Am letzten Freitag war es dann so weit. BÜNDNIS 90/DIE GRÜNEN, SPD, CDU, FDP, die Gruppe DIE LINKE & PIRATEN sowie DIE PARTEI haben gemeinsam einen Antrag eingebracht, der als Startschuss zur Bewerbung Hannovers zur Kulturhauptstadt Europas 2025 bezeichnet werden kann.

Euphorisch und mit großen Worten wurde der Antrag begründet und die Antragssteller*innen waren sich einig, dass hiermit ein kleiner Schritt für die kulturpolitischen Sprecher der oben genannten Parteien vollzogen worden ist, es aber ein großer Schritt für Hannover und seine Bürger*innen bedeutet.

Nachdem der Oberbürgermeister eine Drucksache vorab veröffentlichen ließ, die mit dem Motto “In aller Bescheidenheit” versehen war, soll nun das Motto Nachbarschaft sein.
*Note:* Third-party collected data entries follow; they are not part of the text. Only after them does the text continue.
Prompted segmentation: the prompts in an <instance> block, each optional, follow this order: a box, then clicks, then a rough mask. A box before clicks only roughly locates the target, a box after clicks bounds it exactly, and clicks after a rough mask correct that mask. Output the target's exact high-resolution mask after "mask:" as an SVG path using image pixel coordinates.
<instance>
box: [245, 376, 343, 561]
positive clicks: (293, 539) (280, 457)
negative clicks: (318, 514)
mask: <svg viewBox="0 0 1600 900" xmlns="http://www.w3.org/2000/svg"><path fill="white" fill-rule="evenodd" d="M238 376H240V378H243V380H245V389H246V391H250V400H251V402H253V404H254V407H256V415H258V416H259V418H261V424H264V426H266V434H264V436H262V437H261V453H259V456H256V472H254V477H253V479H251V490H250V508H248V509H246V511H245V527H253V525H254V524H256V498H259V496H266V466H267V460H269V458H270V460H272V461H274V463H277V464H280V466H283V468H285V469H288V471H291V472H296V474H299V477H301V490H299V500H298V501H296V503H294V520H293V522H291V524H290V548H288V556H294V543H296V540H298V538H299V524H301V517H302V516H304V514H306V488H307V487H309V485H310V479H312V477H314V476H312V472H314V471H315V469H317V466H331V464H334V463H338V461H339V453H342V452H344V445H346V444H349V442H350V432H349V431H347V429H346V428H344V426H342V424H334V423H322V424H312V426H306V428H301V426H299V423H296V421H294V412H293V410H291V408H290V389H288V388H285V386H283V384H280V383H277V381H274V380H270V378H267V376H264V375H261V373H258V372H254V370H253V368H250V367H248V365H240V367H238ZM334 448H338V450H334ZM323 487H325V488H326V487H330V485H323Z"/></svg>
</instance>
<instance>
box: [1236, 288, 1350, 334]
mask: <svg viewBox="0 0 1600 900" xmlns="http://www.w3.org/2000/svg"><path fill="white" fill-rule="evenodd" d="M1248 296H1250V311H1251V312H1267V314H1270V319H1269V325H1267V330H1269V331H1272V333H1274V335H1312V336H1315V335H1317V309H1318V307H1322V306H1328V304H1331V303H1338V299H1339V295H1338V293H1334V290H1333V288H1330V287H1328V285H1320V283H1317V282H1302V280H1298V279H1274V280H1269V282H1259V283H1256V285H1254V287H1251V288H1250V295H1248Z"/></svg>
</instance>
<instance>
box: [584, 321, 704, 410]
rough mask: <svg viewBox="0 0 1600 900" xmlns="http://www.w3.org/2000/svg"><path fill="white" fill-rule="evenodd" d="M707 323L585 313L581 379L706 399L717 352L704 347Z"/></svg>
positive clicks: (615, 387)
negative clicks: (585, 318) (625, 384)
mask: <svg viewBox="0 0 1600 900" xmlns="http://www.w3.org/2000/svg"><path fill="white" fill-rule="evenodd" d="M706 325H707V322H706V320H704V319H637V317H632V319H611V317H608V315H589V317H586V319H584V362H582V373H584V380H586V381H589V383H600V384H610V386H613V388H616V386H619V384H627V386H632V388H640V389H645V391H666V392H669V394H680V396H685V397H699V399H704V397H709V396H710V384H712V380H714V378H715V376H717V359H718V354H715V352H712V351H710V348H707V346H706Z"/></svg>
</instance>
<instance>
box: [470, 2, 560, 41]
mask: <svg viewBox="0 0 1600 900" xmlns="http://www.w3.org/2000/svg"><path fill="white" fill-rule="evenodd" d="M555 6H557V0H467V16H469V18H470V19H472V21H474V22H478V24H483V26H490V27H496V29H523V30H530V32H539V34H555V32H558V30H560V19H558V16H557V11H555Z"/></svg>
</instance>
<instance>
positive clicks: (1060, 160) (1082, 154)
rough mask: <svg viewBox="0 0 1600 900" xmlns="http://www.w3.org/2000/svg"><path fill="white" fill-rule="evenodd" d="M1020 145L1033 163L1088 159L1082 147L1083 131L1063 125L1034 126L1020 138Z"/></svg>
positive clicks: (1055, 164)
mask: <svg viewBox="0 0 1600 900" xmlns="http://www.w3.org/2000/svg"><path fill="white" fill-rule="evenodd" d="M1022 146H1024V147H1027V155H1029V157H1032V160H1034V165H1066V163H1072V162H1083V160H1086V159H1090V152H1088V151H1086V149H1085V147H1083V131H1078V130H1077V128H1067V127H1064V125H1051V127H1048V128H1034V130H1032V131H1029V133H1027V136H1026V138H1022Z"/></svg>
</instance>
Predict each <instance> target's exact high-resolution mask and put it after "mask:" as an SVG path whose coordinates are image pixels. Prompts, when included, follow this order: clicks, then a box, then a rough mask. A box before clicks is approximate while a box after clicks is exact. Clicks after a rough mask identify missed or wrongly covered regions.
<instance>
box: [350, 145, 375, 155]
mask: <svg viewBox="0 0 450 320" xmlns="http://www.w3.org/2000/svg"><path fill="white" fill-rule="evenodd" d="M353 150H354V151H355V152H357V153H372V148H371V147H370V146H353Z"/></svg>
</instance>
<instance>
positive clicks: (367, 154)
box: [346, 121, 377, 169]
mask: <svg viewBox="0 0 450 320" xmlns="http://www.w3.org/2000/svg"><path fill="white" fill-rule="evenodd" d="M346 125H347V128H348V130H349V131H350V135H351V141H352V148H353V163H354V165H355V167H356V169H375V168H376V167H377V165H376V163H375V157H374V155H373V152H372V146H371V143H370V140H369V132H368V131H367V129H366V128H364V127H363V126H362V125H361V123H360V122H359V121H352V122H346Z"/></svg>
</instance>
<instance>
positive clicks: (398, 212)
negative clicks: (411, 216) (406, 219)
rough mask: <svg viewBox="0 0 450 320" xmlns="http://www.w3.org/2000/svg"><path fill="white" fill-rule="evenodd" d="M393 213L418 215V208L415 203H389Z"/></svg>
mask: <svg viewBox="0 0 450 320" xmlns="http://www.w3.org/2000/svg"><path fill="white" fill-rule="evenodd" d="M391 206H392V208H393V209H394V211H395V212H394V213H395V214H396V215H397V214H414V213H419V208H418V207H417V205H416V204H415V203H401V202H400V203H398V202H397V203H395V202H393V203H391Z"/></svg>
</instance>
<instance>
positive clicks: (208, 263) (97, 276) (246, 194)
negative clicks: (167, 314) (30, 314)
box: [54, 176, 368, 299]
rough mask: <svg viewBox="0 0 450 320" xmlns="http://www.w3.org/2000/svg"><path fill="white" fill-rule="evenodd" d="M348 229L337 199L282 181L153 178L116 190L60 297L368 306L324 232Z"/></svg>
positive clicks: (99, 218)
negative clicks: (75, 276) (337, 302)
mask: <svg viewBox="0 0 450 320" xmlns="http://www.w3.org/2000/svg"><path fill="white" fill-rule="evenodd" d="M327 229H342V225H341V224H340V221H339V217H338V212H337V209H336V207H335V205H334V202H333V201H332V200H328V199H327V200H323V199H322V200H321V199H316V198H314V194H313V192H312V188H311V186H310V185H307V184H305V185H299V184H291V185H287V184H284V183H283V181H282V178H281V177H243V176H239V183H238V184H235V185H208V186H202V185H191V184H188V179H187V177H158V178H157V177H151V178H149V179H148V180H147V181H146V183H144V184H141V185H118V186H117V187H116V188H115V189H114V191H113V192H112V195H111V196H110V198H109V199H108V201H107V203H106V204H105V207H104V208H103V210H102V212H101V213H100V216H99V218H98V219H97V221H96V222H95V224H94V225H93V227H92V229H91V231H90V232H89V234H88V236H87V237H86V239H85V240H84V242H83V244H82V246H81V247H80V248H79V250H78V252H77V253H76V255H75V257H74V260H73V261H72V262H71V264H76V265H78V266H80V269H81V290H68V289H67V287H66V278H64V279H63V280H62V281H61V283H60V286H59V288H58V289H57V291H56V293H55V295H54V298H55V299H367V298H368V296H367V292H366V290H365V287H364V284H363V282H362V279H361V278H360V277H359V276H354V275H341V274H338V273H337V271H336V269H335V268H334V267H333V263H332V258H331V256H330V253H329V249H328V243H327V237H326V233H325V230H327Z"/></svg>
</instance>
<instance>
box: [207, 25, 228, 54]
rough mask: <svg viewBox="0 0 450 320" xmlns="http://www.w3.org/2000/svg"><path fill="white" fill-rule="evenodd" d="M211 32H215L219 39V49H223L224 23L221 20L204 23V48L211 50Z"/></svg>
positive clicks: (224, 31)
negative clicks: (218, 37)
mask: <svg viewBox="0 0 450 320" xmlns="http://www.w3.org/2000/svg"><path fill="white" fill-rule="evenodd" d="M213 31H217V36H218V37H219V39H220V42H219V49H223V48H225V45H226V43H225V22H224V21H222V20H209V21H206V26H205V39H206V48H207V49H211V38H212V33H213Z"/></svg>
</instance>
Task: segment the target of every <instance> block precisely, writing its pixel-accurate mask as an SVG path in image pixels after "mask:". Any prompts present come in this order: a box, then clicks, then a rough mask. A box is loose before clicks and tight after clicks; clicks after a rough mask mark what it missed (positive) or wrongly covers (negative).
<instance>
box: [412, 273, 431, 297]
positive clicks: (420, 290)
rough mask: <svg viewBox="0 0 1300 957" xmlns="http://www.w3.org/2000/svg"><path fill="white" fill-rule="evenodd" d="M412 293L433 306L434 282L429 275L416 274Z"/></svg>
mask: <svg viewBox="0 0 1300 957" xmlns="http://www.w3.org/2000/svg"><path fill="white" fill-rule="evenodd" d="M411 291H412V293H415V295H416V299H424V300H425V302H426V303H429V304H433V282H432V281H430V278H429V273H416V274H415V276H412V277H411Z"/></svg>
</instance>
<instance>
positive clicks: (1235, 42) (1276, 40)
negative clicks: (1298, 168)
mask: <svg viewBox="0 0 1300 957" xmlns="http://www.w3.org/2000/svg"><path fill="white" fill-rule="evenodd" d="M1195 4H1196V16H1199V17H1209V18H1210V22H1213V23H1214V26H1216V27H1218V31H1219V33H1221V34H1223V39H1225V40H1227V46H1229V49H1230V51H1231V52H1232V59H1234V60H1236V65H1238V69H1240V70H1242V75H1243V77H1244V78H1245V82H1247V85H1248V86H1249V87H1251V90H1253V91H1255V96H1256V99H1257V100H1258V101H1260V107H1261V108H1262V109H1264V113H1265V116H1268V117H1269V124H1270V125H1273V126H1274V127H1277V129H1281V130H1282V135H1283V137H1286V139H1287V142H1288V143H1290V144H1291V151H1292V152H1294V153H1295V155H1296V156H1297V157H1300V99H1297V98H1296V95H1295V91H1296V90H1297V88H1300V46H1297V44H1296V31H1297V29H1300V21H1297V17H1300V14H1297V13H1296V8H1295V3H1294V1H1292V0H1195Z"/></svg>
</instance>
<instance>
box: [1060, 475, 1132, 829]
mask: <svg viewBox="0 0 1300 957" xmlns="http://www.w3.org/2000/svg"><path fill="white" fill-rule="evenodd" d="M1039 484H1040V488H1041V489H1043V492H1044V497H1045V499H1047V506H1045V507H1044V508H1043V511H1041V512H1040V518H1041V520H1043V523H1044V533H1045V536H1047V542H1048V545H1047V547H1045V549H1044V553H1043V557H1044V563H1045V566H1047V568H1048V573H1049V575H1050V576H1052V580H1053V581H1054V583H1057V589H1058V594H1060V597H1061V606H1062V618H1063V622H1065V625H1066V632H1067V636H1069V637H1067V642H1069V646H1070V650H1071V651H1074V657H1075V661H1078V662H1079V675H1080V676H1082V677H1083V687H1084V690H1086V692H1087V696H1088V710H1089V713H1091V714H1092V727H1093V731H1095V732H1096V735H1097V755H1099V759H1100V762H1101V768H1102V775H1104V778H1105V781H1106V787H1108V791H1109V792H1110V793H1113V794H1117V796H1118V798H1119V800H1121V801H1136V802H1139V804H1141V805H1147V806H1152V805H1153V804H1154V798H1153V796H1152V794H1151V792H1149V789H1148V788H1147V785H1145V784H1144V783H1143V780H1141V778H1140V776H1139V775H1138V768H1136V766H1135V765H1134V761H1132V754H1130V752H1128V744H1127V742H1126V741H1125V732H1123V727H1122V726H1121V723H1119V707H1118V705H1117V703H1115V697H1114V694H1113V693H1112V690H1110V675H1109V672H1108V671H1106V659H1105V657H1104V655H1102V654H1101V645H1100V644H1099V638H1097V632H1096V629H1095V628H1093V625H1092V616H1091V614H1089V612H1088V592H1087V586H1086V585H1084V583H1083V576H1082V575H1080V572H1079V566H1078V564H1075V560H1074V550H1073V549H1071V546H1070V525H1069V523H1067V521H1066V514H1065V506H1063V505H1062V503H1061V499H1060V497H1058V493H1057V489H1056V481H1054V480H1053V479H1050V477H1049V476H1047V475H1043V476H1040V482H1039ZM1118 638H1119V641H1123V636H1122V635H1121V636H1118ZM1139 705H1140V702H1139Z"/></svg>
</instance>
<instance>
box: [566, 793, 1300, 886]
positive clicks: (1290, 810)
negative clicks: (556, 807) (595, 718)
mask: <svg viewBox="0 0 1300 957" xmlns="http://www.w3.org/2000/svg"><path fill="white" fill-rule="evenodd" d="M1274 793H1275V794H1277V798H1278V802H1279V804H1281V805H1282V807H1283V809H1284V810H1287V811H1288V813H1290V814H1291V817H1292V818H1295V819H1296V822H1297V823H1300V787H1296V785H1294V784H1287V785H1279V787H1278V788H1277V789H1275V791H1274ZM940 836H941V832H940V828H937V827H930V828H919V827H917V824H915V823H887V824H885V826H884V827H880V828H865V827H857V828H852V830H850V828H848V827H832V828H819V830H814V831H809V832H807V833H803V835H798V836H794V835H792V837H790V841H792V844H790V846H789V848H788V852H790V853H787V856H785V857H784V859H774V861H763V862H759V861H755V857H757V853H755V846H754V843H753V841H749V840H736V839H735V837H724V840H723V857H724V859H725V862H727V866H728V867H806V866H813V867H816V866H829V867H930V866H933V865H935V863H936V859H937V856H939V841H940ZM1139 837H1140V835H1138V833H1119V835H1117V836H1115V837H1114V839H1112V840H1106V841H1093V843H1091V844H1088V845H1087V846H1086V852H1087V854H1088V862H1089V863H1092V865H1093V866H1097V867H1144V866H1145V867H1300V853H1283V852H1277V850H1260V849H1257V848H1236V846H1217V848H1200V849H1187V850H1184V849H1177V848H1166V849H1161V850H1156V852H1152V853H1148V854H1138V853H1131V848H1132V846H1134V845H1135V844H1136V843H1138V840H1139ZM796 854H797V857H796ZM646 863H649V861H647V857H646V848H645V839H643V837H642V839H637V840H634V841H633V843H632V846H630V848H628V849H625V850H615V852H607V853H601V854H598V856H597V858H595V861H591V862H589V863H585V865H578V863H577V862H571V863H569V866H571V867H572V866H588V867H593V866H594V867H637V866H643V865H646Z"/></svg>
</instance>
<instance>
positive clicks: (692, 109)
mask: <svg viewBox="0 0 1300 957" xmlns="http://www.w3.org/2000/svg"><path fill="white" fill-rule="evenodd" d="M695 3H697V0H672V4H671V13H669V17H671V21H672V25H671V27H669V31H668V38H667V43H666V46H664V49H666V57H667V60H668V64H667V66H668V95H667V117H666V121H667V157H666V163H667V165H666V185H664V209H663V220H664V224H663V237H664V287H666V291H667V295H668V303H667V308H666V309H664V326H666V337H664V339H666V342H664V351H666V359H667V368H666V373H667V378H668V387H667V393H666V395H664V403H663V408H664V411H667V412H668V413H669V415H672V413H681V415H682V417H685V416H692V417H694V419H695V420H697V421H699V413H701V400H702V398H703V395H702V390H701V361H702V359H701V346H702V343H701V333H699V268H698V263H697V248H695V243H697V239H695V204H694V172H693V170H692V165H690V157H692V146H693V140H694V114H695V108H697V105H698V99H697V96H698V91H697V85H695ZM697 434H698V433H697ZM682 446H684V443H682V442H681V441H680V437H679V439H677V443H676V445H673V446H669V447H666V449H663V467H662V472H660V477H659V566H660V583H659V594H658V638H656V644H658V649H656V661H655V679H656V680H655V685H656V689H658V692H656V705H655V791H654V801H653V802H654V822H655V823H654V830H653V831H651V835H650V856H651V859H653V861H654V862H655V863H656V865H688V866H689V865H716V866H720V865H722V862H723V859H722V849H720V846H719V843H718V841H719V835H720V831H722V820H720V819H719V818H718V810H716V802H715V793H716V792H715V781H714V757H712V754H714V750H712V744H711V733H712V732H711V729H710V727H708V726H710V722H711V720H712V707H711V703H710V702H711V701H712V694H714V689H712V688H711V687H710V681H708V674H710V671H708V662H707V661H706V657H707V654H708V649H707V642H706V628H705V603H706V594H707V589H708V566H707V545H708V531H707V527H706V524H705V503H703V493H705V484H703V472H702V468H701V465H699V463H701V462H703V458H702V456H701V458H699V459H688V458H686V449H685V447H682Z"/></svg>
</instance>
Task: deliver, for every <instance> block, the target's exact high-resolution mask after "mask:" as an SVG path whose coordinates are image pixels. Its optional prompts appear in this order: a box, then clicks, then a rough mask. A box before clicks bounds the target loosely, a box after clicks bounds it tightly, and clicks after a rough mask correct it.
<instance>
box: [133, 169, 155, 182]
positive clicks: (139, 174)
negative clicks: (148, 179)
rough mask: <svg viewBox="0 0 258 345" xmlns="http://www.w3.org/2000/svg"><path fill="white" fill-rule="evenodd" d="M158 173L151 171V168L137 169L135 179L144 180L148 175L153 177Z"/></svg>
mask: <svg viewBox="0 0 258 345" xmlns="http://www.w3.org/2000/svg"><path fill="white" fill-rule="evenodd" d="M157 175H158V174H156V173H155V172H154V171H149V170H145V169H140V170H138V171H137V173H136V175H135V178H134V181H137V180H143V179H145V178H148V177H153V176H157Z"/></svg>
Nachbarschaft der Kulturen, der Stadtteile, der unterschiedlichen Künste, all die soll nun Bestandteil der Bewerbung sein, dem der weit gefasste Kulturbegriff der UNESCO zugrunde liegt:

“Die Kultur kann in ihrem weitesten Sinne als die Gesamtheit der einzigartigen geistigen, materiellen, intellektuellen und emotionalen Aspekte angesehen werden, die eine Gesellschaft oder soziale Gruppe kennzeichnen. Dies schließt nicht nur Kunst und Literatur ein, sondern auch die Lebensformen, die Grundrechte des Menschen, Wertesysteme, Traditionen und Glaubensrichtungen.”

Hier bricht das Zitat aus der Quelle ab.